Up, Up, and Away? Flight School by Lita Judge
"I WAS HATCHED TO FLY," SAID PENGUIN.
"BUT, DEAR, YOU ARE A PENGUIN," TEACHER SAID.
"UNDENIABLY," SAID PENGUIN. "BUT I HAVE THE SOUL OF AN EAGLE."
When a rotund young penguin, obviously far from home, arrives to matriculate at a tropical flight school, it certainly doesn't appear to the staff or the other students that he has the right stuff.
What can a good teacher say in the face of such a burning urge to learn?
Perched on their pilings, the other students--Flamingo, Owl, Booby, Wood Duck, and Cormorant--stifle the urge to scoff at Penguin's unimpressive wingspan and quite un-aerodynamic contours, and pitch in to try to help the new student. With his red goggles and eager good-natured face, Penguin is so appealing that they smile as his claim that he is "born to soar" and let him join them on their perches as they practice their flapping.
But Penguin's first soar ("Geronimo!") turns into a dive as he plummets below the sea and glides underwater. Teacher peers dubiously down into the depths through her spectacles as clownfish and angelfish flee in all directions.
"I'M SORRY, BIRDIE," SAID TEACHER.
"PENGUINS AREN'T BUILT TO FLY."
"I JUST NEED A LITTLE HELP WITH THE TECHNICAL POINTS," COUNTERS PENGUIN.
But at last a sad Penguin is about to give up and crank up the outboard on his boat to chug south, when Flamingo has an idea. Penguin is outfitted with an assortment of wing feathers secured by fishing line, and Flamingo lifts off with Penguin in tow as a glider behind him. It's a thrill as Penguin manages a few flap flap flip, flaps in flight before he loses air speed and plunges down to earth again!
It's no perfect three-point landing for Penguin, as he hangs upside down from his fishing line feathers in a palm tree, but it's enough for Penguin to have achieved his dream. His classmates and a visibly relieved Teacher watch a happy penguin finally head off happily for home. Whew!
But in a few days Teacher spots his little red boat approaching again. And who's that in the passenger seat?
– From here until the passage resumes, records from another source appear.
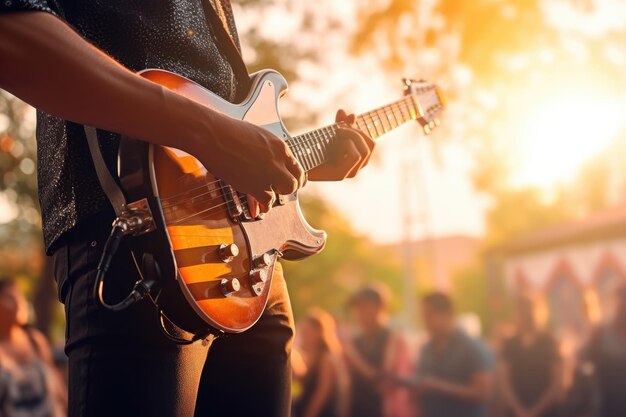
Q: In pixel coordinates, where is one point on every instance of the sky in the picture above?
(432, 175)
(429, 177)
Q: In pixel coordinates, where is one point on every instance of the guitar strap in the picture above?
(107, 182)
(228, 47)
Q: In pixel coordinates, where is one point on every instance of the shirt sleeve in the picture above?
(25, 5)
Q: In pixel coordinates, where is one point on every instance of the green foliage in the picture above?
(347, 262)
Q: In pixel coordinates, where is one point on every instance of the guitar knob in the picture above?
(258, 276)
(262, 261)
(228, 252)
(229, 287)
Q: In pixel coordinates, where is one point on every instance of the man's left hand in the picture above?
(348, 153)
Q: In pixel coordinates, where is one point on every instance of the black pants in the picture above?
(121, 364)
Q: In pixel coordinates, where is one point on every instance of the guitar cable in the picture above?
(125, 224)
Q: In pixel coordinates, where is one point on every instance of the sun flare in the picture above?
(561, 134)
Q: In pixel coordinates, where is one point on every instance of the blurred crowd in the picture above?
(369, 369)
(364, 367)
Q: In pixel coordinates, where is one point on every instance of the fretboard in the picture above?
(311, 148)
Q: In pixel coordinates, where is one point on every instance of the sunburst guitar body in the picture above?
(214, 261)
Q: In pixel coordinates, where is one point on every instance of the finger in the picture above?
(266, 201)
(296, 170)
(369, 142)
(350, 161)
(253, 206)
(341, 115)
(360, 146)
(286, 183)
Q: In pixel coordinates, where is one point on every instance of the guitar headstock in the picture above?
(428, 100)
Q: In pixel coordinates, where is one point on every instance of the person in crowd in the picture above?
(606, 353)
(530, 367)
(376, 351)
(453, 377)
(318, 364)
(30, 385)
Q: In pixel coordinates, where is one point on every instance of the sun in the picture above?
(562, 133)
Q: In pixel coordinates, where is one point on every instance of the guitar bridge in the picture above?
(233, 202)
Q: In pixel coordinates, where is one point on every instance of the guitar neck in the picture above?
(311, 148)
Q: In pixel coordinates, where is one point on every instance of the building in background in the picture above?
(572, 269)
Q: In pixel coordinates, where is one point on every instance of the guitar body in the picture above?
(215, 263)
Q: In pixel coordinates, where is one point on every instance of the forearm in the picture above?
(51, 67)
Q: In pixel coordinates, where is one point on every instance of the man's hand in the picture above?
(350, 152)
(54, 62)
(253, 161)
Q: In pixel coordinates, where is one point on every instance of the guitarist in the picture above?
(75, 61)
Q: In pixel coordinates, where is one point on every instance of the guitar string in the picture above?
(298, 140)
(325, 139)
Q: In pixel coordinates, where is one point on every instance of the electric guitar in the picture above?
(213, 261)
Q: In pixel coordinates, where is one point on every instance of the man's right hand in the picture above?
(252, 160)
(60, 73)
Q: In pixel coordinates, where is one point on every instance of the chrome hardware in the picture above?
(228, 252)
(136, 218)
(258, 278)
(262, 261)
(233, 204)
(229, 287)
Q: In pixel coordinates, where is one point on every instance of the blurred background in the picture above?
(520, 191)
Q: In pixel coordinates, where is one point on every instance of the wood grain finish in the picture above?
(196, 214)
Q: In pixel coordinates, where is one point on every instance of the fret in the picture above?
(319, 158)
(369, 126)
(377, 124)
(311, 148)
(303, 156)
(397, 113)
(383, 119)
(307, 149)
(413, 109)
(307, 163)
(405, 110)
(362, 125)
(391, 117)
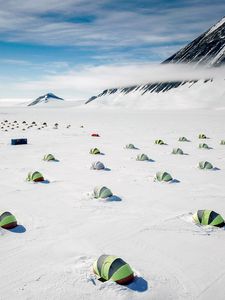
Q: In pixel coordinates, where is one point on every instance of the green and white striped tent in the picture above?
(49, 157)
(97, 165)
(142, 157)
(7, 220)
(163, 177)
(203, 146)
(202, 136)
(110, 267)
(130, 146)
(208, 217)
(205, 165)
(183, 139)
(159, 142)
(102, 192)
(95, 151)
(177, 151)
(35, 176)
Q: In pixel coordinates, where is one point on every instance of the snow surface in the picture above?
(62, 230)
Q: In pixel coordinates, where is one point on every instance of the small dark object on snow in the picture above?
(18, 141)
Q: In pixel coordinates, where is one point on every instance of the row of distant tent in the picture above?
(26, 125)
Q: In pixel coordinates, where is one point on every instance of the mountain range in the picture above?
(208, 50)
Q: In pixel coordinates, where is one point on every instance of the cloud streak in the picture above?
(53, 22)
(87, 81)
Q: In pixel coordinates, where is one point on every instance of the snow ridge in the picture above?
(45, 99)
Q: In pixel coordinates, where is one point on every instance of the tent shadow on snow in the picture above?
(174, 181)
(46, 181)
(113, 198)
(139, 284)
(18, 229)
(215, 169)
(107, 169)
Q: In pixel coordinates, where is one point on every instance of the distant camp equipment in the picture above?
(97, 166)
(142, 157)
(159, 142)
(202, 136)
(183, 139)
(203, 146)
(49, 157)
(18, 141)
(7, 220)
(177, 151)
(163, 176)
(130, 146)
(35, 176)
(102, 192)
(205, 165)
(208, 217)
(95, 151)
(110, 267)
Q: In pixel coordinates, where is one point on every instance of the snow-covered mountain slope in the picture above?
(199, 94)
(207, 50)
(50, 97)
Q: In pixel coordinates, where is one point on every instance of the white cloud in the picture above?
(30, 21)
(87, 81)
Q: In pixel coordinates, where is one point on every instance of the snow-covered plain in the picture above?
(62, 231)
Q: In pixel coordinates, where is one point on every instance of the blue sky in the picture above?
(40, 40)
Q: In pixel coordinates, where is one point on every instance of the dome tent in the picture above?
(130, 146)
(183, 139)
(97, 166)
(35, 176)
(95, 151)
(208, 217)
(159, 142)
(202, 136)
(203, 146)
(142, 157)
(163, 176)
(205, 165)
(7, 220)
(102, 192)
(110, 267)
(177, 151)
(49, 157)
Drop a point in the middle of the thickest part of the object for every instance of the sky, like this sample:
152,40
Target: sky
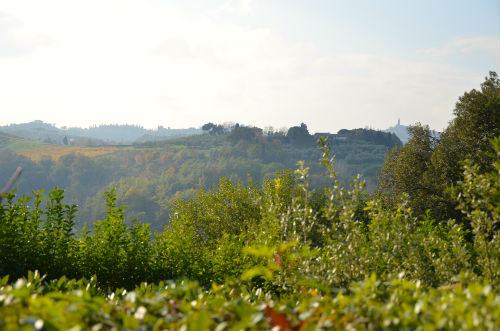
331,64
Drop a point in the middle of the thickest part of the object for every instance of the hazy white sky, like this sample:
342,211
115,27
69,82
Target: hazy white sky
331,64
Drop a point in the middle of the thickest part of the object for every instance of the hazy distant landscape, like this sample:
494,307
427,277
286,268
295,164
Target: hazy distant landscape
149,175
249,165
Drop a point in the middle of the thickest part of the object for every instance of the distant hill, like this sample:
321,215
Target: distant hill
15,144
401,131
93,136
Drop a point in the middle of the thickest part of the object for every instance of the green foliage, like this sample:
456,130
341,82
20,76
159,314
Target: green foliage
287,254
373,304
478,198
427,166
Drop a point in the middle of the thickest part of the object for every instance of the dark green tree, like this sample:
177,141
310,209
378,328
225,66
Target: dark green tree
299,135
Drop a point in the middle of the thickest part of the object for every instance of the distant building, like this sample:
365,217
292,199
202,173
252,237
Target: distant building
399,130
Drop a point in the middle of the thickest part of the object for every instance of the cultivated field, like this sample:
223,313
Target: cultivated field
56,151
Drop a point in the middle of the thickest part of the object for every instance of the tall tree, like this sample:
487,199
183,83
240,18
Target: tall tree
425,168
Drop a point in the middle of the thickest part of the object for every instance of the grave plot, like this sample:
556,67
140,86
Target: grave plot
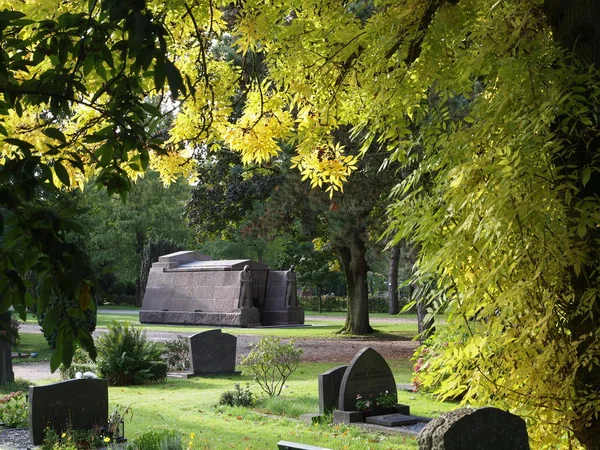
364,392
211,353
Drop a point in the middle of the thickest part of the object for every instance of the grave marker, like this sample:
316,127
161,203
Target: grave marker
213,352
329,389
367,375
79,404
469,428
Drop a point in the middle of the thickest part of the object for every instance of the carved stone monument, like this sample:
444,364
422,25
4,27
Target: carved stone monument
367,377
188,288
213,352
469,428
79,404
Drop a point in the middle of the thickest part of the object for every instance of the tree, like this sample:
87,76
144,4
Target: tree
495,103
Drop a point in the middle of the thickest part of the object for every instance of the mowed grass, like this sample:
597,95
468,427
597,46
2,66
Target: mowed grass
314,329
191,405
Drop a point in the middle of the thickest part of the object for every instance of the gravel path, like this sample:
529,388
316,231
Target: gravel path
335,350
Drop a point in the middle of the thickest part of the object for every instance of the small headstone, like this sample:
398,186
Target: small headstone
367,375
392,420
213,352
79,404
6,371
473,429
329,389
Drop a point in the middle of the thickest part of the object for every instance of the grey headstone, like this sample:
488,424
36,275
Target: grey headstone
80,404
6,371
213,352
475,429
329,389
367,375
392,420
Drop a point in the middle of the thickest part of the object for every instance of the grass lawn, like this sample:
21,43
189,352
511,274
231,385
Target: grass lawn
190,405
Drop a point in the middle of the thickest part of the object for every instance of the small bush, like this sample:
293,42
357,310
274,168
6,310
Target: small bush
237,397
13,410
271,362
10,325
158,439
126,356
178,353
81,363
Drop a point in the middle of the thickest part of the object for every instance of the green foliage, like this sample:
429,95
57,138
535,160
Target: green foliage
271,362
71,439
126,356
158,439
13,410
238,396
81,363
9,324
66,309
177,353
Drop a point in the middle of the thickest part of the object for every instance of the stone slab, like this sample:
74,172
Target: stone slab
80,404
392,420
470,428
347,417
329,389
367,375
213,352
287,445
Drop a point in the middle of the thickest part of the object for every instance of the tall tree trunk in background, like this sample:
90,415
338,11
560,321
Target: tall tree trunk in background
394,304
354,264
576,26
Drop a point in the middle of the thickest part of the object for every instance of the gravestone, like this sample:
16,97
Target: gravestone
6,371
367,375
79,404
213,352
329,389
473,429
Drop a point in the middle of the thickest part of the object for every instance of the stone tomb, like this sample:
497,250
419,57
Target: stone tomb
368,376
188,288
474,428
79,404
213,352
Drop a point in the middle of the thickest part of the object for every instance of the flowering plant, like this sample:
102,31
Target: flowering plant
386,399
362,404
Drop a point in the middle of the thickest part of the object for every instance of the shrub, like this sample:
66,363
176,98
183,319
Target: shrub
237,397
178,353
81,363
126,356
158,439
271,362
10,325
13,410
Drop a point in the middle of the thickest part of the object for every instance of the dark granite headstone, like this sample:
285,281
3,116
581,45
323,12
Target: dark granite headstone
392,420
475,428
329,389
367,375
80,404
213,352
6,372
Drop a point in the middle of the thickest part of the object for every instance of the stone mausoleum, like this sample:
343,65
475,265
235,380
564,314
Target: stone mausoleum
188,288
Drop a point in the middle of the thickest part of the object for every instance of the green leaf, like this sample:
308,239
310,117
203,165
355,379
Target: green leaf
23,145
55,133
174,79
62,173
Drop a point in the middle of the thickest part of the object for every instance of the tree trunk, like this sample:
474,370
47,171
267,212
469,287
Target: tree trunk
394,304
355,267
576,26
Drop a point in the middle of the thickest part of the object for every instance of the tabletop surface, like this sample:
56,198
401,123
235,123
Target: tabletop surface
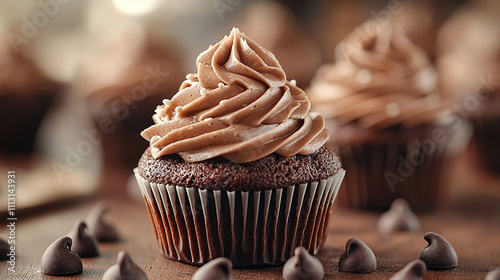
470,221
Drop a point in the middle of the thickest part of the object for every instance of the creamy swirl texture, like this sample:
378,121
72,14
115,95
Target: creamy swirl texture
380,79
239,106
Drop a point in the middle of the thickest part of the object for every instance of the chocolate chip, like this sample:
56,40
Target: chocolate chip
358,257
58,259
398,218
124,269
493,275
303,266
98,227
85,245
218,269
4,250
439,254
415,270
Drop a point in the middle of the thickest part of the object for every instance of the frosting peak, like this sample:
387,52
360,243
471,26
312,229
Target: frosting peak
380,79
239,106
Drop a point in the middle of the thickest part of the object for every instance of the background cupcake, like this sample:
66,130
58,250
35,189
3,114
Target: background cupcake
382,110
121,82
23,88
236,165
469,65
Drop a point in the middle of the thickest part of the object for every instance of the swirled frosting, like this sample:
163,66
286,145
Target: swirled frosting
238,106
380,79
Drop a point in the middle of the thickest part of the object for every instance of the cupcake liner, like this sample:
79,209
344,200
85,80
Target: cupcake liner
382,172
252,228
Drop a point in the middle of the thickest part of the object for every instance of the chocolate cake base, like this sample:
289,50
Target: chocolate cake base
390,164
270,172
252,228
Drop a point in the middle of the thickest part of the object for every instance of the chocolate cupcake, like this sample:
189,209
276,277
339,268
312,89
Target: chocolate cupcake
121,82
237,166
23,88
470,66
281,33
383,110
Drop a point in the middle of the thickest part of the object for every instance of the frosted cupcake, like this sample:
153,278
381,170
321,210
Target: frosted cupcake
278,31
121,82
470,69
237,166
383,110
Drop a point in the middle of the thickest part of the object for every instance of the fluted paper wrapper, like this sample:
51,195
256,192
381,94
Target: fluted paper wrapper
380,173
252,228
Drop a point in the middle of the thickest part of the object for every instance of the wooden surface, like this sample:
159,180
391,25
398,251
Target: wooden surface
470,221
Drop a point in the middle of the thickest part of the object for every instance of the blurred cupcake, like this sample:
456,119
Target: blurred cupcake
237,166
382,110
23,88
469,48
121,83
278,31
486,123
470,68
421,20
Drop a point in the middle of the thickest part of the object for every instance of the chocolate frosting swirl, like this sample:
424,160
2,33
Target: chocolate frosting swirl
239,106
380,80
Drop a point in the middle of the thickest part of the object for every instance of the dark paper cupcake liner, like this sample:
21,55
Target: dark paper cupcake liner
252,228
381,172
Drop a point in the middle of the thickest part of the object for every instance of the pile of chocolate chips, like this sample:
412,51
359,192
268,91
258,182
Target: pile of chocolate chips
63,256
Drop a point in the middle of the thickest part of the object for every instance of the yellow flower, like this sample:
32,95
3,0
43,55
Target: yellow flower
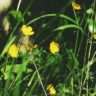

An ostrich with the "soul of a swallow?"
A guy can dream, can't he? is the theme of Lita Judge's newest, Flight School (Atheneum Books, 2014). In illustrations reminiscent of Helen Lester's Tacky the Penguin Judge's motley assortment of birds are a comic cast of characters, each with his own personality and body language which helps tell this story of improbable aspirations. Page design, with alternating use of spot art and full-page watercolor and pencil drawings, offers both predictable and surprising outcomes, and the final page spread, with the hopeful but naive ostrich and the dubious flight students is hilarious. Here we go again!